Cautrès stresses the influence of political parties' geographical and social roots. "The implanting of the Rassemblement National in certain regions and in the working class is very solid," he said.
Marine Le Pen benefits from significant support in the north of France, a former bastion of the left, and in rural or peri-urban areas across the country, far from big cities and suffering from deindustrialisation. In the Eure region of Normandy, four out of the five MPs are from the RN.
Several left-wing politicians have called on the left to reconnect with this part of the working class, which votes each election more and more for the far-right. For François Ruffin, a journalist turned LFI MP, the left cannot reach a majority without this electorate.
“The left is not dead, largely due to Jean-Luc Mélenchon. He has rallied young environmentalists of the inner cities, which brings hope”, he said in an interview for L’Obs. “But there are big holes in this landscape: the France of the sub-prefectures, of the "yellow vests", of the industrial areas, workers who only make 1,500€ a month, people over 60... We have to expand the popular base.”
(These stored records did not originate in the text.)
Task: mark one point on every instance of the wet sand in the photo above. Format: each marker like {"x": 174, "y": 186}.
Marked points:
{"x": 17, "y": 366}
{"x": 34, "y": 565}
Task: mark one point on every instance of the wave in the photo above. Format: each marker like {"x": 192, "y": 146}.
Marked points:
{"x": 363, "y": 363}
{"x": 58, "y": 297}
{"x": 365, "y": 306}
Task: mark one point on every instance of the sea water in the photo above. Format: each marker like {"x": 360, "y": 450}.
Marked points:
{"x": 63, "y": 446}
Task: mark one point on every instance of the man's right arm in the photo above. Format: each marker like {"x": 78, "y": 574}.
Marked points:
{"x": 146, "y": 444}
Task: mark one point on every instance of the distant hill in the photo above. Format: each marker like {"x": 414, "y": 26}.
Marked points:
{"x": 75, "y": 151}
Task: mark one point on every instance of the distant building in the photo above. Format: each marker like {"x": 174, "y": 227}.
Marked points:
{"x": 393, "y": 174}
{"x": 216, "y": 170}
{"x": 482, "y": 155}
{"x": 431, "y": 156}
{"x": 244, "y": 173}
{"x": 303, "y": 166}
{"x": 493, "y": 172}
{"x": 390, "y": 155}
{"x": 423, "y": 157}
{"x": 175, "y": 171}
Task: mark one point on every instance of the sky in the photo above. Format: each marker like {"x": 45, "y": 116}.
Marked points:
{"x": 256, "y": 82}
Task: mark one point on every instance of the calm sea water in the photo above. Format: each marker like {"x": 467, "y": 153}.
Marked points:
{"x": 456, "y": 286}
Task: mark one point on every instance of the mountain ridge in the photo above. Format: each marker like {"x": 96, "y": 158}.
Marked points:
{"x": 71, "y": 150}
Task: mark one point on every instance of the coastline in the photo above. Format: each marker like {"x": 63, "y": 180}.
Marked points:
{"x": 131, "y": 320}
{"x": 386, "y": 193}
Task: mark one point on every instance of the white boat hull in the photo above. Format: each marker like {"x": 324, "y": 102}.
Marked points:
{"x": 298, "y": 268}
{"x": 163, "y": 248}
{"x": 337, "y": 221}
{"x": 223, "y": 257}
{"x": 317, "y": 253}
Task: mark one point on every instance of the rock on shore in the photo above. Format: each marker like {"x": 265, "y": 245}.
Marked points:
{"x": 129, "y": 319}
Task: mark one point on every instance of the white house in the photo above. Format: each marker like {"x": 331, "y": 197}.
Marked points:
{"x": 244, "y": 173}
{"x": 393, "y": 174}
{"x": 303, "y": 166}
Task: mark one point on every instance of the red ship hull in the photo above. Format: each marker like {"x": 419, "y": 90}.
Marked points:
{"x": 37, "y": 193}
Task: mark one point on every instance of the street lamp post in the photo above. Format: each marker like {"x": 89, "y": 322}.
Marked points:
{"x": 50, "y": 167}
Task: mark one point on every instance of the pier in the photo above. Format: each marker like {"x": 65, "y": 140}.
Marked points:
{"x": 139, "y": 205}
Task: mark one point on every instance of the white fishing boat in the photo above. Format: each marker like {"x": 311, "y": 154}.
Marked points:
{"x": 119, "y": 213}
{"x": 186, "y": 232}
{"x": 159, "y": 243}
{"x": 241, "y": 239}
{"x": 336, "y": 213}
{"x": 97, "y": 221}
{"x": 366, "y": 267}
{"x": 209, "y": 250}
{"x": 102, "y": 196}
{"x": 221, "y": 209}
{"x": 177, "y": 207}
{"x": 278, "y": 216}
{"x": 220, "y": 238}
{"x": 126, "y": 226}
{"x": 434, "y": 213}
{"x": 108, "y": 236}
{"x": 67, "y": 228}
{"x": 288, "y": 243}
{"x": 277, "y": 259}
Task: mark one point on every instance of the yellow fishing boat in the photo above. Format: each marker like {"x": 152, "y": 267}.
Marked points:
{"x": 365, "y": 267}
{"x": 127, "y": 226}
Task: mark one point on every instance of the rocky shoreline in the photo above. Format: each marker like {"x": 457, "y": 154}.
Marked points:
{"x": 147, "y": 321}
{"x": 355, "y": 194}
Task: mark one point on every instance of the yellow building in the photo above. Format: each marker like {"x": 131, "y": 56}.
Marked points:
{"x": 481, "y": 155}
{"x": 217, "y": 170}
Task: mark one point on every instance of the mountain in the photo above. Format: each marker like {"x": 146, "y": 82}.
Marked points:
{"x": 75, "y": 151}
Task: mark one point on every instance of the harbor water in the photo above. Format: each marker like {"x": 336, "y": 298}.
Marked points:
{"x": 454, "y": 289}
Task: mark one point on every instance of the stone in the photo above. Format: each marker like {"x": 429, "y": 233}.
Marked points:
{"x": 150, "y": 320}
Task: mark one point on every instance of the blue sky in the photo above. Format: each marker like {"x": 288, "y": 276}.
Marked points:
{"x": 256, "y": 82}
Ruffin argues that to win this electorate back from the far right, the left must present an alternative and cannot only rely on a moral discourse. It must deal with the issues that most French people worry about. "We must speak to the suffering people of France. In 2002, I participated in the demonstrations against [the then far-right candidate] Jean-Marie Le Pen, but I doubted that screaming "F like fascist, N like Nazi" would have any electoral effect. At the same time, the company Whirlpool stopped its production of washing machines in my city of Amiens and relocated it to Slovakia", he said.
Rebuilding the French industry, financing public hospitals and schools, and preserving the forests are major issues that Anthony Gratacos believes must be defended. "The left is very vocal on societal issues, like feminism and antiracism. They are not less important, but they cannot be our only fight", he said.
Between now and the next presidential election in 2027, the left still has a long way to go. With the creation of the Nupes, it has gathered and strengthened an important electoral base, but also put all its eggs in one basket. If it does not try to reach outside of itself to diversify its electorate, it could very much be its own enemy.